Me: “Hi, what can I get for you today?”

Customer: “I just got here! Will you give a minute?!”

Me: “Sure, just let me know when you’re ready.”

(A few minutes pass without another word, and the drive-thru line is getting quite backed up and the other lane hasn’t been answered either.)

Me: “Are you ready to order yet? If not would you mind if I take the other car’s order?”

Customer: “No, fine, I’m ready. I want a [Sandwich].”

Me: “Okay, just the burger, then?”

Customer: “OH, MY GOD, I’m not done yet! You’re asking me too many questions!”

Me: Okay, go ahead…”

(A minute of silence passes.)

Me: “Was there anything else?”

Customer: “I told you, I want a [Sandwich].”

Me: “Yes, I got that.”

Customer: “But that’s not all I wanted!!!”

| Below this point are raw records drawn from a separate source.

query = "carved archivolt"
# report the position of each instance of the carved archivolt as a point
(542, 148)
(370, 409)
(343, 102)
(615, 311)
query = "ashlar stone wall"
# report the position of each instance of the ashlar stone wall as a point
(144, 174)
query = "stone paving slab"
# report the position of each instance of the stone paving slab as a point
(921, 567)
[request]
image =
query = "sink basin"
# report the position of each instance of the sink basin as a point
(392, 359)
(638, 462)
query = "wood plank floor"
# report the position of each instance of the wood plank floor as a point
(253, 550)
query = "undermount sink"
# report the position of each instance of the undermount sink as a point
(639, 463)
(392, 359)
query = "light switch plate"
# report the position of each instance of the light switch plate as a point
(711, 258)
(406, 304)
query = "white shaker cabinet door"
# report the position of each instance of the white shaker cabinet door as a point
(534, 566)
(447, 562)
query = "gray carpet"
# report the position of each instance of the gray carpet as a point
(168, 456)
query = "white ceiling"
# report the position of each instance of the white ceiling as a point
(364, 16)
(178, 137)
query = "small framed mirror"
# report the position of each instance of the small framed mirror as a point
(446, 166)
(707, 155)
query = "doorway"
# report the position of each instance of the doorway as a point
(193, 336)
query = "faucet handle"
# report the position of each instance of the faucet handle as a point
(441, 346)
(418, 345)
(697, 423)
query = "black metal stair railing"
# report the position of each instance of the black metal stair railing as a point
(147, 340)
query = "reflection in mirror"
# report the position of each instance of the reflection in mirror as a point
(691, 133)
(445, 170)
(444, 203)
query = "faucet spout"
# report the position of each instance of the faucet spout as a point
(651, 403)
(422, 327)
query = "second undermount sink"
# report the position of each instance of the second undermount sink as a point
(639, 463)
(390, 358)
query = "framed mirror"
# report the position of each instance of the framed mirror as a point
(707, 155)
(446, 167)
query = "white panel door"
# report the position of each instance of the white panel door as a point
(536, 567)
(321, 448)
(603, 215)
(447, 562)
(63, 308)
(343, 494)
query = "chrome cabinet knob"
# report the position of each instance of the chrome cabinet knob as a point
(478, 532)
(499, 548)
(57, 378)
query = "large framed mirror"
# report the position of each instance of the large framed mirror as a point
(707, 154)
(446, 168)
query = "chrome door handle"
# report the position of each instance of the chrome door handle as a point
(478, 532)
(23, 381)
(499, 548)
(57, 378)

Me: “What else did you want?”

Customer: “I just told you. I want the [Sandwich].”

(At this point all of my coworkers possessing a headset as well are laughing as they go about their business and my manager is face-palming.)

Me: “Did you want the combo meal?”

Customer: “What don’t you understand about I want a [Sandwich]?”

Me: “The sandwich is just the sandwich. The [combo number] includes fries and a drink.”

Customer: “Oh… well, I want that, then!”

Me: “Ok, what size would you like that?”

Customer: “For the burger? How do you have different sizes of burgers…?”

Me: “It’s for the fries and the drink… small, medium, or large?”

(Another long pause.)

Customer: “Uh…”

(This “uh” seriously trailed out for a good 20 seconds.)

Customer: “Medium….”

Me: “Okay, what to drink?”

Customer: “Tea.”

Me: “Sweet tea, or unsweet?”

Customer: “Yes!”

(I hear at least three coworkers audibly cackle throughout the store.)

Me: “Okay, it will be [total] at the window.”

(After about seven minutes total of waiting for this customer to order one meal I finally get to answer the other lane.)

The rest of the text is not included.